Regolamento sui tempi tecnici di attuazione
delle decisioni autodisciplinari

Con riferimento ai punti c) e d) delle Norme Preliminari e Generali del Codice di Autodisciplina della Comunicazione Commerciale e tenuto conto che obiettivo degli artt. 38 e 39 è quello di perseguire la cessazione più rapida possibile della comunicazione commerciale ritenuta non conforme al Codice, il Consiglio Direttivo dell’Istituto ha stabilito in 7 giorni lavorativi, e in 5 giorni lavorativi nei casi previsti dall’art. 37 co. 2 CA, il termine entro il quale deve cessare la comunicazione commerciale riprovata.

Detti termini sono da intendersi come limite massimo e decorrono dal giorno lavorativo successivo alla pronuncia in udienza del dispositivo del Giurì.

La Segreteria dell’Istituto, il giorno stesso della decisione, comunica tale dispositivo a tutte le parti ed a tutti i mezzi citati che potranno farsi parte diligente per informare della decisione eventuali altri interessati.

In considerazione delle peculiari caratteristiche della stampa periodica, l’ordine di cessazione dovrà essere eseguito entro i tempi tecnici strettamente indispensabili.

L’ordine di cessazione che riguardi la confezione del prodotto (termine comprensivo di ogni elemento costituente l’abbigliaggio) e l’espositore del prodotto dovrà essere eseguito di regola nel termine di 120 giorni dal deposito della motivazione della decisione del Giurì, fermo restando l’obbligo di buona fede dell’inserzionista di attivarsi per adempiere al più presto a detto ordine.
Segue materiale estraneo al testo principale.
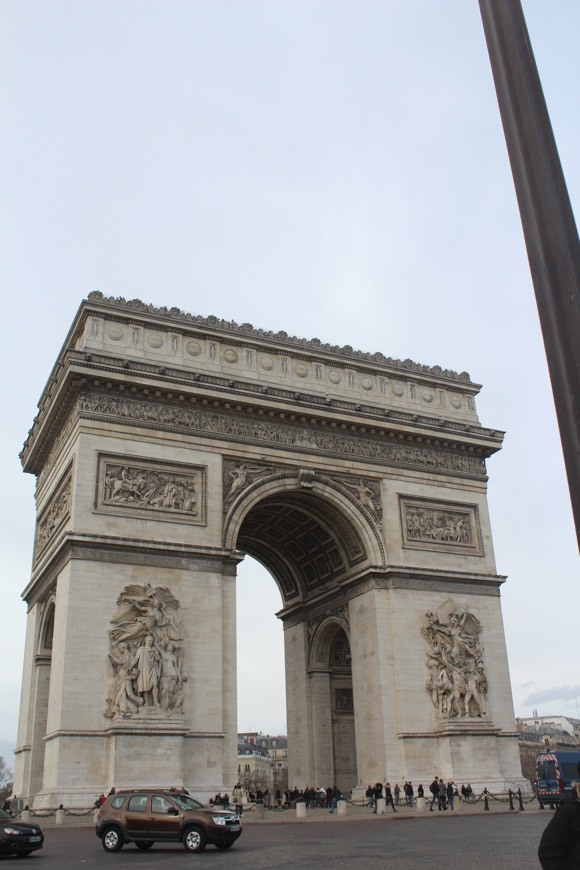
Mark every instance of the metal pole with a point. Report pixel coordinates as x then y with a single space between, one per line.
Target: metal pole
546 214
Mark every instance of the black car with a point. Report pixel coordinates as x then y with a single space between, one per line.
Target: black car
18 838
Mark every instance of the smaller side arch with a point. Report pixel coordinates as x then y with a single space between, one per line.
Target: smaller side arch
321 641
359 534
46 633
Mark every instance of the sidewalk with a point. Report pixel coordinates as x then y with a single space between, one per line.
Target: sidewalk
353 813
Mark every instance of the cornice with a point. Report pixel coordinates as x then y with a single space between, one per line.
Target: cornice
229 328
393 577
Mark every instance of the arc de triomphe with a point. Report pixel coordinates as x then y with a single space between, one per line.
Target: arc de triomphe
166 447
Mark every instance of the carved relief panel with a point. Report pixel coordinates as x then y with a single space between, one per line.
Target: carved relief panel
164 490
456 681
54 515
432 525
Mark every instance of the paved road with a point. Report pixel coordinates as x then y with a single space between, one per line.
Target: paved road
498 842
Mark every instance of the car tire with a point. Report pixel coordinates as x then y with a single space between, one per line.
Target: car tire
112 839
194 839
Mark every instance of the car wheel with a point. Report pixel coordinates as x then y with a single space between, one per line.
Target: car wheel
194 840
112 839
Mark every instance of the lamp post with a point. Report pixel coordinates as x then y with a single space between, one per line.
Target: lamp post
546 214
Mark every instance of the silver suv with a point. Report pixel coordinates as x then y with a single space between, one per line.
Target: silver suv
148 816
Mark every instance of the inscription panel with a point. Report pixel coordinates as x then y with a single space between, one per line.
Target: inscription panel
164 490
55 514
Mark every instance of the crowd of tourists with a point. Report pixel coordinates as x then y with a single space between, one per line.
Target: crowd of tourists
442 793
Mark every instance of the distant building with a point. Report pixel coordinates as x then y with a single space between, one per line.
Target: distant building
262 761
545 734
564 723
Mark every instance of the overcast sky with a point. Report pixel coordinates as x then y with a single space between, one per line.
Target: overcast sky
332 168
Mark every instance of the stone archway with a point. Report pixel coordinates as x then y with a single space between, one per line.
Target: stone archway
305 537
166 446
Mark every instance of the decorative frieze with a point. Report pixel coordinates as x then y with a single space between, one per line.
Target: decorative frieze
434 525
343 701
337 614
238 476
366 493
145 653
54 515
129 486
246 429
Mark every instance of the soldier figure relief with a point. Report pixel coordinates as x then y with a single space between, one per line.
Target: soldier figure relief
456 683
145 652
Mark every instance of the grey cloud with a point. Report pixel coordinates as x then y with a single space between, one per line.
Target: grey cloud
556 693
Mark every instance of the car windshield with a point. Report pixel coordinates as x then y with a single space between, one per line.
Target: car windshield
184 802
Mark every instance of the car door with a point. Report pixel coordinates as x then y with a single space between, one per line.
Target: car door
137 817
165 818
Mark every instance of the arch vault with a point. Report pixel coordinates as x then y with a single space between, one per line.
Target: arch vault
166 447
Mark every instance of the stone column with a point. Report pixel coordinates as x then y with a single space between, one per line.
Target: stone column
321 724
300 761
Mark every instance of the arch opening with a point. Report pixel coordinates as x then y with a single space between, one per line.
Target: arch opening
310 546
305 541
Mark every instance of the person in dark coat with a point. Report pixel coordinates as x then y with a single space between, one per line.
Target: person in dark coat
560 844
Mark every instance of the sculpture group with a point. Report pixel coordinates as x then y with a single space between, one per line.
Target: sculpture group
457 682
145 653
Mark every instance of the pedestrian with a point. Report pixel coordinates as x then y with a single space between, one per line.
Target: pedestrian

Le confezioni e gli espositori del prodotto immessi sul mercato dall’inserzionista prima della scadenza di detto termine potranno essere commercializzati fino al loro naturale esaurimento.

Qualora il Giurì ritenga che una confezione non sia conforme all’art. 42 perché diffonde un messaggio già dichiarato in contrasto con le norme del Codice, l’ordine di cessazione dovrà essere eseguito nel termine di 30 giorni. La presente disposizione vale sia nel caso in cui il messaggio condannato fosse già presente sulle confezioni e l’ordine di cessazione non eseguito entro i 120 giorni, sia nel caso di messaggio diffuso con altri mezzi e successivamente inserito sulle confezioni.

Per i provvedimenti del Comitato di Controllo il termine perentorio decorre dalla scadenza del termine per proporre opposizione.

In ogni caso, termini più ampi potranno essere valutati dal Giurì a fronte di particolari esigenze tecniche.

L’utente pubblicitario, in relazione alla propria responsabilità per una tempestiva e concreta esecuzione delle decisioni assunte nei riguardi della sua comunicazione commerciale, è tenuto a comunicare per iscritto (e-mail o fax) alla Segreteria dell’Istituto, entro il giorno lavorativo successivo a quello della decisione definitiva degli organi autodisciplinari, di essersi già attivato per far sospendere il messaggio in parola, non oltre i termini massimi suindicati, su tutti i mezzi inseriti nella pianificazione della campagna.